While effective, DDM, on the other hand, is nonetheless a less secure method of data protection. As the name might suggest, DDM is a column-level security feature that masks data, while not altering its original form. The sensitive data is still there; it has not been substituted with a non-sensitive token or equivalent. But it is masked from viewing by unauthorized users. DDM is often a default data-protection method often offered natively by platform vendors such as cloud providers. It is simple to implement and allows for rapid protection of data where the level of sensitivity and risk is relatively low.
Monitoring is yet another data-protection method, and it’s also new with v8.1. It’s often used to safeguard less sensitive data such as someone’s residence (city and state)—essentially, data that does not map to a specific person but, in combination with other data, could allow for a bad actor to identify individuals.
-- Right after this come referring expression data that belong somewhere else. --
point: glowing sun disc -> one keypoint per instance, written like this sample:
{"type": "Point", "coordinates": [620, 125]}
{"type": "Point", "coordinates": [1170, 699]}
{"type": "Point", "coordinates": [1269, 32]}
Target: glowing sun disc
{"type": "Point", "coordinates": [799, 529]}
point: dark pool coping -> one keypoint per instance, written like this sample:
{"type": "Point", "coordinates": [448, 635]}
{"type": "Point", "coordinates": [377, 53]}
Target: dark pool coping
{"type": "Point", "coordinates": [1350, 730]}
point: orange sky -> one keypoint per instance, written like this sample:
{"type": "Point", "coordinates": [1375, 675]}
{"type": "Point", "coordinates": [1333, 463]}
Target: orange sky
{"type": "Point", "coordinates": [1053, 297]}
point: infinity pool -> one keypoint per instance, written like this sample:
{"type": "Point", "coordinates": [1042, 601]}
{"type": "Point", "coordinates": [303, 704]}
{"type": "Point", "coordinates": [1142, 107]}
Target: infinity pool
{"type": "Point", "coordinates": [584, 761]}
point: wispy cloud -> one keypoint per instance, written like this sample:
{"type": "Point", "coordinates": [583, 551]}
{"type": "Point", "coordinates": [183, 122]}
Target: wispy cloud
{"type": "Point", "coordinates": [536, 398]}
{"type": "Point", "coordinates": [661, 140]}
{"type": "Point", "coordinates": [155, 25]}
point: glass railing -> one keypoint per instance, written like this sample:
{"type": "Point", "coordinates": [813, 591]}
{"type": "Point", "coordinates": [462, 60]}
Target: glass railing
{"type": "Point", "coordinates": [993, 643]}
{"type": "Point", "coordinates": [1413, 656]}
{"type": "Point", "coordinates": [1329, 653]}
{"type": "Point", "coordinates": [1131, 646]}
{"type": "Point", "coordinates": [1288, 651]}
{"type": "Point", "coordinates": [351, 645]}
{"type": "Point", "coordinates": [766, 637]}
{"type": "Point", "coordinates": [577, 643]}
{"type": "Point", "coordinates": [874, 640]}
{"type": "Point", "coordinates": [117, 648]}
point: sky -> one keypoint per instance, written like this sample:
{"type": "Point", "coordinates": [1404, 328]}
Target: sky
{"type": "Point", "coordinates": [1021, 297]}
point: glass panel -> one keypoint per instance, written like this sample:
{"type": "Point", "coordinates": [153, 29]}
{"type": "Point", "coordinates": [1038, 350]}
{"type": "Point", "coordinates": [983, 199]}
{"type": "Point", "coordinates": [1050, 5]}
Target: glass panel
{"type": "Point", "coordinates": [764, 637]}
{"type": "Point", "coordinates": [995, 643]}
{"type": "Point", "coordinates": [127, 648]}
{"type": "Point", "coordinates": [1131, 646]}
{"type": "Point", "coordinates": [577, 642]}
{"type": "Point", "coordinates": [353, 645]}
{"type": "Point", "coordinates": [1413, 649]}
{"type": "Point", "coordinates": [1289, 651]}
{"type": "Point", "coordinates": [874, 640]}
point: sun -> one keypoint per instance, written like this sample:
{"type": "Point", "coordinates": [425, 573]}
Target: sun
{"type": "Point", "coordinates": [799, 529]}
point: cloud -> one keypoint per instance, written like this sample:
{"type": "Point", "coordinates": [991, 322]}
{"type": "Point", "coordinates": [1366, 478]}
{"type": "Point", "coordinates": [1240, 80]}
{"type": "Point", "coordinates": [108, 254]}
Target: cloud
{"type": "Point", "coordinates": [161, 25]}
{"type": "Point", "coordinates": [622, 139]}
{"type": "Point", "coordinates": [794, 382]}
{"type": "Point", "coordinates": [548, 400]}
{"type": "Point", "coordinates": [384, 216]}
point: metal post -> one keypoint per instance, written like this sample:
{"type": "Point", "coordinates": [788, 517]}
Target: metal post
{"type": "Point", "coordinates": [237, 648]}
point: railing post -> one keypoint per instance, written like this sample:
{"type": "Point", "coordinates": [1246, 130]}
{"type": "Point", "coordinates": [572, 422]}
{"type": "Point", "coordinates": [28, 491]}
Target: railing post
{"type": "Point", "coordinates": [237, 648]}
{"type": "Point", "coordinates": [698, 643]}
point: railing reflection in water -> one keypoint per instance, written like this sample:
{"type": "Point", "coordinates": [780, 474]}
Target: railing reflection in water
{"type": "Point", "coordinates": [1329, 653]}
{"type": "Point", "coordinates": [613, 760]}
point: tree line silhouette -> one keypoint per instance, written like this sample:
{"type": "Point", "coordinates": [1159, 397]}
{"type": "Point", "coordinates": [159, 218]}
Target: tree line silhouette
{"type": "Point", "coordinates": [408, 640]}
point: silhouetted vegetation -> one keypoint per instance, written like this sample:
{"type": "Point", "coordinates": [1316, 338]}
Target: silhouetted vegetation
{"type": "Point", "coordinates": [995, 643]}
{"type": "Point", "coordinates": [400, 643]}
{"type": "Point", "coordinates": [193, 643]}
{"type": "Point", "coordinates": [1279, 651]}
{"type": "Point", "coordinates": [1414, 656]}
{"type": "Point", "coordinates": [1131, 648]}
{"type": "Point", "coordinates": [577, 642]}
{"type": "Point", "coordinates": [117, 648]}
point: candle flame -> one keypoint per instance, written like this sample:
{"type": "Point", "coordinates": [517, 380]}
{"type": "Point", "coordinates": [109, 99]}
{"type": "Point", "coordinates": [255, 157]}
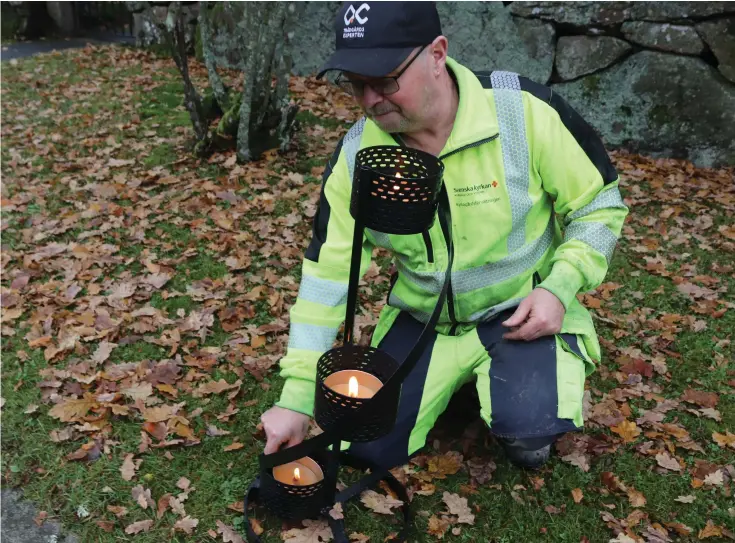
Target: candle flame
{"type": "Point", "coordinates": [352, 387]}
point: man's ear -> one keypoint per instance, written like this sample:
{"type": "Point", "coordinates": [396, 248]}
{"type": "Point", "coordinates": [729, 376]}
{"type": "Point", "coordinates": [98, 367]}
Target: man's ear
{"type": "Point", "coordinates": [438, 51]}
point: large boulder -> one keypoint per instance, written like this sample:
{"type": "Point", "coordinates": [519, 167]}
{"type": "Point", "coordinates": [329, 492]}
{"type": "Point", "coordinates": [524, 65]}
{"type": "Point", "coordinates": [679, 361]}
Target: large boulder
{"type": "Point", "coordinates": [584, 14]}
{"type": "Point", "coordinates": [577, 13]}
{"type": "Point", "coordinates": [539, 37]}
{"type": "Point", "coordinates": [483, 36]}
{"type": "Point", "coordinates": [665, 37]}
{"type": "Point", "coordinates": [720, 36]}
{"type": "Point", "coordinates": [580, 55]}
{"type": "Point", "coordinates": [661, 104]}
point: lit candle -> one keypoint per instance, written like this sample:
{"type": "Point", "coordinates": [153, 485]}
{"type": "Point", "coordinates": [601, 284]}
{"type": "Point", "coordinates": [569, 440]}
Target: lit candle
{"type": "Point", "coordinates": [353, 383]}
{"type": "Point", "coordinates": [302, 472]}
{"type": "Point", "coordinates": [397, 187]}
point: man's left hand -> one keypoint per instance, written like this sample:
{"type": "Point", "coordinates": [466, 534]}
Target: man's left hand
{"type": "Point", "coordinates": [540, 314]}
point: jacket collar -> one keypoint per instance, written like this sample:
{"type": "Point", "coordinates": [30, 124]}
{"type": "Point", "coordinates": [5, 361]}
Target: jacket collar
{"type": "Point", "coordinates": [475, 118]}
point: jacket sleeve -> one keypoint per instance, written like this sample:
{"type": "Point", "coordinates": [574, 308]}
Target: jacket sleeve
{"type": "Point", "coordinates": [578, 175]}
{"type": "Point", "coordinates": [320, 306]}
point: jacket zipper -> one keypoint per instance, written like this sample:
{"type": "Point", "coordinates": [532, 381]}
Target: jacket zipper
{"type": "Point", "coordinates": [445, 230]}
{"type": "Point", "coordinates": [445, 227]}
{"type": "Point", "coordinates": [429, 247]}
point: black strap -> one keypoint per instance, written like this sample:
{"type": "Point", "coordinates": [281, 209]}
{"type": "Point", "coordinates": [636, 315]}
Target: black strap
{"type": "Point", "coordinates": [337, 525]}
{"type": "Point", "coordinates": [325, 439]}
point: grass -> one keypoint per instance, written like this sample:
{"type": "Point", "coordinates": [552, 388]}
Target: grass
{"type": "Point", "coordinates": [138, 107]}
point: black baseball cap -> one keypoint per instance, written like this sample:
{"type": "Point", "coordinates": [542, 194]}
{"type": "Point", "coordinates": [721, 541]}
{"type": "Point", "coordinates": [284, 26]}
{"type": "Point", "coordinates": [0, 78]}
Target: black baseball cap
{"type": "Point", "coordinates": [373, 38]}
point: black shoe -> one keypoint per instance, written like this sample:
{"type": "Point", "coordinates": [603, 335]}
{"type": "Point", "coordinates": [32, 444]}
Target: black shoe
{"type": "Point", "coordinates": [526, 453]}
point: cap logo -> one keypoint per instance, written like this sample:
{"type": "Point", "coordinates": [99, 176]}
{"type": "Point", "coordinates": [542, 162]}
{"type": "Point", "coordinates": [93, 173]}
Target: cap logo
{"type": "Point", "coordinates": [351, 14]}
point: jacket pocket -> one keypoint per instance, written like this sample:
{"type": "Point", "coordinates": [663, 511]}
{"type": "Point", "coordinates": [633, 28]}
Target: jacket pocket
{"type": "Point", "coordinates": [429, 247]}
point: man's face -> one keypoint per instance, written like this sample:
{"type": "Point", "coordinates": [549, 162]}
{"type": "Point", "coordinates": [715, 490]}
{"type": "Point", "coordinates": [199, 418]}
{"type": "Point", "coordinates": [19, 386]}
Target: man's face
{"type": "Point", "coordinates": [405, 109]}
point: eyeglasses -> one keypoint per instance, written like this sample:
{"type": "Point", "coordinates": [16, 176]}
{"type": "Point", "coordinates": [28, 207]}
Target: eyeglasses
{"type": "Point", "coordinates": [381, 85]}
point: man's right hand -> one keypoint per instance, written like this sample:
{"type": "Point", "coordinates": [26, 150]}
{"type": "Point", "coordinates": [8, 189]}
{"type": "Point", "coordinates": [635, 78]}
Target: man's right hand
{"type": "Point", "coordinates": [283, 426]}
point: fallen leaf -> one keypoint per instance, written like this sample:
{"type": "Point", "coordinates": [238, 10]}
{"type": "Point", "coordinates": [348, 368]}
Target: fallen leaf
{"type": "Point", "coordinates": [636, 499]}
{"type": "Point", "coordinates": [446, 464]}
{"type": "Point", "coordinates": [627, 430]}
{"type": "Point", "coordinates": [234, 446]}
{"type": "Point", "coordinates": [128, 468]}
{"type": "Point", "coordinates": [438, 526]}
{"type": "Point", "coordinates": [72, 410]}
{"type": "Point", "coordinates": [106, 525]}
{"type": "Point", "coordinates": [698, 397]}
{"type": "Point", "coordinates": [577, 495]}
{"type": "Point", "coordinates": [665, 460]}
{"type": "Point", "coordinates": [710, 530]}
{"type": "Point", "coordinates": [458, 506]}
{"type": "Point", "coordinates": [316, 531]}
{"type": "Point", "coordinates": [229, 534]}
{"type": "Point", "coordinates": [715, 479]}
{"type": "Point", "coordinates": [183, 483]}
{"type": "Point", "coordinates": [143, 497]}
{"type": "Point", "coordinates": [724, 440]}
{"type": "Point", "coordinates": [140, 526]}
{"type": "Point", "coordinates": [117, 510]}
{"type": "Point", "coordinates": [336, 511]}
{"type": "Point", "coordinates": [379, 503]}
{"type": "Point", "coordinates": [186, 525]}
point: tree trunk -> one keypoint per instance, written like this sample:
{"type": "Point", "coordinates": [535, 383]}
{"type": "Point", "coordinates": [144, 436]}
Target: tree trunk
{"type": "Point", "coordinates": [218, 88]}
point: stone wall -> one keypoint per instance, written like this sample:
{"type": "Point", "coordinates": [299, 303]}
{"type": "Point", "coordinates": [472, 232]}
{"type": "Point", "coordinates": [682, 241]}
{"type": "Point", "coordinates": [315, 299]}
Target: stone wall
{"type": "Point", "coordinates": [653, 77]}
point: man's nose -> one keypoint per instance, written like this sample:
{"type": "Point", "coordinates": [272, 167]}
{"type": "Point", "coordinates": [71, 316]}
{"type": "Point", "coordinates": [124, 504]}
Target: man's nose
{"type": "Point", "coordinates": [370, 97]}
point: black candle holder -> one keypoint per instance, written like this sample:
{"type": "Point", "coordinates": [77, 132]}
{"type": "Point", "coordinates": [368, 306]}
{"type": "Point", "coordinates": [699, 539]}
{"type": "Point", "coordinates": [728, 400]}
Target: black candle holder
{"type": "Point", "coordinates": [293, 502]}
{"type": "Point", "coordinates": [395, 190]}
{"type": "Point", "coordinates": [374, 419]}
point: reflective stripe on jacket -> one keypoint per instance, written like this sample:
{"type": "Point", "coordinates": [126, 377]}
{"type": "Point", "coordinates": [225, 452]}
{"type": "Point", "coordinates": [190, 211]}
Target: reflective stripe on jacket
{"type": "Point", "coordinates": [534, 202]}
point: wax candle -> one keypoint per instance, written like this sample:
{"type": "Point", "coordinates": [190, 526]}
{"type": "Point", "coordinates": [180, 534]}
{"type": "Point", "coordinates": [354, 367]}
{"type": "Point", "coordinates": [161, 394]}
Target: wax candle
{"type": "Point", "coordinates": [302, 472]}
{"type": "Point", "coordinates": [354, 383]}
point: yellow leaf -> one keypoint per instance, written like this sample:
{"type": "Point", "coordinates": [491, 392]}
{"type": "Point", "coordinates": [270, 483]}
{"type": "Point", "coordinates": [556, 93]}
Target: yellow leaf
{"type": "Point", "coordinates": [72, 410]}
{"type": "Point", "coordinates": [710, 530]}
{"type": "Point", "coordinates": [577, 495]}
{"type": "Point", "coordinates": [627, 430]}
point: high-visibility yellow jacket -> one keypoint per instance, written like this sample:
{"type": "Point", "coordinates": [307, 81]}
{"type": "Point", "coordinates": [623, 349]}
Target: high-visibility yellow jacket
{"type": "Point", "coordinates": [534, 202]}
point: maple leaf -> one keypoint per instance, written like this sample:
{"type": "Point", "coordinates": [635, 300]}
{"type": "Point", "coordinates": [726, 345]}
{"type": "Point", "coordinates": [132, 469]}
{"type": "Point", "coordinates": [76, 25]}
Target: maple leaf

When organizations monitor data, they’re usually performing transactional auditing to provide context as to who is accessing data, which data they’re accessing, and how it is being accessed.
So why would the leader in data protection appear to be “going backwards” towards less-secure protection methods such as DDM and monitoring? The simple answer is we want to provide customers with many data protection choices, enabling them to closely align the level of data protection to the level of data sensitivity, all within a single policy.
Also, using DDM and monitoring now puts customers on a faster path to data-protection maturity for the day when they decide they need a more comprehensive and stronger protection posture. They will be able to strike a balance between compliance with highly useable native database security such as role-based access control on one end, to the highly secure Protegrity Vaultless Tokenization on a single platform on the other end.
In practice, multiple data protection methods at the column level within a single policy significantly expand the ability to analyze data to drive innovation.
Envision, if you will, an organization that has a customer database that includes name, street, city, state, and Social Security number. With v8.1, the organization can choose to mask the street, monitor city and state, and tokenize the name and Social Security number. This allows less sensitive data such as city and state to be available for analytics, without the need to de-tokenize before use, while the highly sensitive name and Social Security number data elements are replaced by tokens and therefore remain useless.
Protegrity’s product roadmap continues to open doors for customers to protect their data anywhere and everywhere it resides and is used within the enterprise.
Providing a simpler path to data protection maturity helps customers achieve data velocity—the fast speed with which data moves from a source to analytics—and enables them to make the most of all data, without the usual roadblocks and delays.